Lemony Fried Sprouts
Clock Image
Prep: 15 mins
Cook: 10 mins
Lemon and garlic caramelised sprouts make for a zesty spin on a Chritsmas classic side.
This recipe is a:
See this week's box.
51 kcal
(per portion)
Ingredients you'll need
  • 800g Brussels sprouts
  • ½ lemon
  • 1 garlic cloves
From your kitchen
  • 2 tbsp olive or rapeseed oil
  • Sea salt
  • Freshly ground pepper
Step by step this way
  • 1.

    Rinse the sprouts, then trim off any stalky bits and pull off any ragged leaves.
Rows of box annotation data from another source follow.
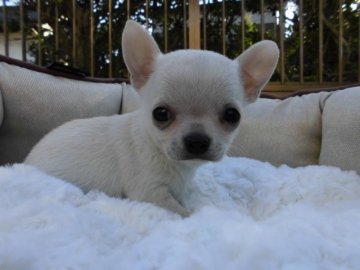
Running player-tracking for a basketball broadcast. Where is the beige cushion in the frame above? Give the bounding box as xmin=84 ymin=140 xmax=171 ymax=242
xmin=320 ymin=86 xmax=360 ymax=174
xmin=229 ymin=92 xmax=331 ymax=167
xmin=0 ymin=62 xmax=134 ymax=164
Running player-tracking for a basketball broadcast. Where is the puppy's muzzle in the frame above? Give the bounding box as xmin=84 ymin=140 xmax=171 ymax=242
xmin=184 ymin=133 xmax=211 ymax=157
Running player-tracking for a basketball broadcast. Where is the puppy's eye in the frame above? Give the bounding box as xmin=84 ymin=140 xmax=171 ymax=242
xmin=153 ymin=107 xmax=171 ymax=122
xmin=223 ymin=108 xmax=240 ymax=125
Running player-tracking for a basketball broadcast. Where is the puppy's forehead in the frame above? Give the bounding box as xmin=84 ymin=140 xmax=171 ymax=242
xmin=150 ymin=50 xmax=242 ymax=106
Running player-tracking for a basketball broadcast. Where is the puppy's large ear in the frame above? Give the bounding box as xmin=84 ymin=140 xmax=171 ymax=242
xmin=234 ymin=40 xmax=279 ymax=102
xmin=122 ymin=21 xmax=160 ymax=90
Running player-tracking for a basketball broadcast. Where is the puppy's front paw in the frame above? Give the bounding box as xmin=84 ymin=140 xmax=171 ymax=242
xmin=175 ymin=206 xmax=191 ymax=218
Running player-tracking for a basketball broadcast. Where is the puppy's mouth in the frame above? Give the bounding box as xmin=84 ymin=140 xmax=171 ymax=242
xmin=167 ymin=150 xmax=223 ymax=162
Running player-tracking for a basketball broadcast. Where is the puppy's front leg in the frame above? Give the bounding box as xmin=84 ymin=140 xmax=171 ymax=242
xmin=144 ymin=185 xmax=190 ymax=217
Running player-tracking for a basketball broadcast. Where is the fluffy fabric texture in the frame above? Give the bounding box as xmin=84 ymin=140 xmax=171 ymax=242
xmin=0 ymin=158 xmax=360 ymax=270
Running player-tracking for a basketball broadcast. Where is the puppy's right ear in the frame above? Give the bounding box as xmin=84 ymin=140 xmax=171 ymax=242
xmin=122 ymin=20 xmax=161 ymax=90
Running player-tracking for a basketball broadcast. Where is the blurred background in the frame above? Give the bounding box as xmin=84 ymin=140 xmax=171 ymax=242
xmin=0 ymin=0 xmax=360 ymax=94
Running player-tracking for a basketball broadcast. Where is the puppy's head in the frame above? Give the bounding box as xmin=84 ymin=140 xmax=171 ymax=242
xmin=122 ymin=21 xmax=279 ymax=160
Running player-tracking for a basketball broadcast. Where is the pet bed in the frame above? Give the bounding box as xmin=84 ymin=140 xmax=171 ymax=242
xmin=0 ymin=158 xmax=360 ymax=270
xmin=0 ymin=56 xmax=360 ymax=270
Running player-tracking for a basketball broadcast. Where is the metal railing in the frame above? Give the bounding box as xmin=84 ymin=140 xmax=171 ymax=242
xmin=0 ymin=0 xmax=360 ymax=95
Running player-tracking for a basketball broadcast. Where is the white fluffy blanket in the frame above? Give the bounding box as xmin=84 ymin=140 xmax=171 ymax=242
xmin=0 ymin=158 xmax=360 ymax=270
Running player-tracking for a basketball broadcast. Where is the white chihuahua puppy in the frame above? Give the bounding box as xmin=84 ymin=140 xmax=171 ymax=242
xmin=25 ymin=21 xmax=279 ymax=216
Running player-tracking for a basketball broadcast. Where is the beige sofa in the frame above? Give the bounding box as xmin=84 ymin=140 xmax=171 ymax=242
xmin=0 ymin=56 xmax=360 ymax=174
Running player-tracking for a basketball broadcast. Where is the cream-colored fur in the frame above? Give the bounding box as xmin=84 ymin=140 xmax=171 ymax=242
xmin=25 ymin=21 xmax=279 ymax=216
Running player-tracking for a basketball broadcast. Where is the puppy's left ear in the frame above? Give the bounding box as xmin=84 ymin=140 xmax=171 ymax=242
xmin=234 ymin=40 xmax=279 ymax=102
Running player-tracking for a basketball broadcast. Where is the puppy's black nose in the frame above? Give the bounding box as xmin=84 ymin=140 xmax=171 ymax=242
xmin=184 ymin=133 xmax=211 ymax=154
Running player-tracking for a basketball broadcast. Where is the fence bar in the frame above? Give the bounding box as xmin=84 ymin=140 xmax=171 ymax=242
xmin=108 ymin=0 xmax=113 ymax=78
xmin=221 ymin=1 xmax=226 ymax=55
xmin=319 ymin=0 xmax=324 ymax=83
xmin=260 ymin=0 xmax=265 ymax=40
xmin=189 ymin=0 xmax=200 ymax=49
xmin=3 ymin=0 xmax=9 ymax=56
xmin=19 ymin=0 xmax=26 ymax=61
xmin=55 ymin=1 xmax=59 ymax=61
xmin=339 ymin=0 xmax=344 ymax=83
xmin=183 ymin=0 xmax=188 ymax=49
xmin=241 ymin=0 xmax=245 ymax=52
xmin=164 ymin=0 xmax=168 ymax=53
xmin=126 ymin=0 xmax=130 ymax=20
xmin=36 ymin=0 xmax=42 ymax=65
xmin=203 ymin=0 xmax=207 ymax=50
xmin=299 ymin=0 xmax=304 ymax=84
xmin=72 ymin=0 xmax=76 ymax=66
xmin=279 ymin=0 xmax=285 ymax=83
xmin=90 ymin=0 xmax=95 ymax=77
xmin=145 ymin=0 xmax=149 ymax=29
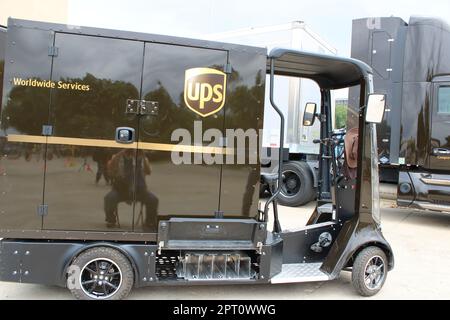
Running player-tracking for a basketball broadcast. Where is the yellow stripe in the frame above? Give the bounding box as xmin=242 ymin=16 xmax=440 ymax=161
xmin=8 ymin=134 xmax=234 ymax=154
Halve the sprouts. Finely grate the zest from the lemon and juice it. Peel and grate or crush the garlic cloves.

  • 2.

    Place a deep frying pan or wok over a medium-low heat and warm for 2-3 mins till really hot. Add 2 tbsp oil.

  • 3.

    Add the sprouts, lemon zest and juice, and the garlic with a little pinch of salt and pepper. Stir-fry for 4-5 mins till the sprouts are just tender, lightly caramelised and are coated in the lemony-garlic oil. Tip into a serving dish and serve.

  • Tip

    Love Your Leftovers
    Leftover Brussels will keep in the fridge in a sealed container for up to 3 days. They’re great used to make classic bubble ‘n’ squeak. Boil and roughly crush a few potatoes, then tip them into a frying pan with the leftover Brussels, a glug of olive oil and a good pinch of salt and pepper. Fry, stirring often, for 10-15 mins till well combined and the bubble ‘n’ squeak has plenty of crusty, golden bits. Serve for breakfast.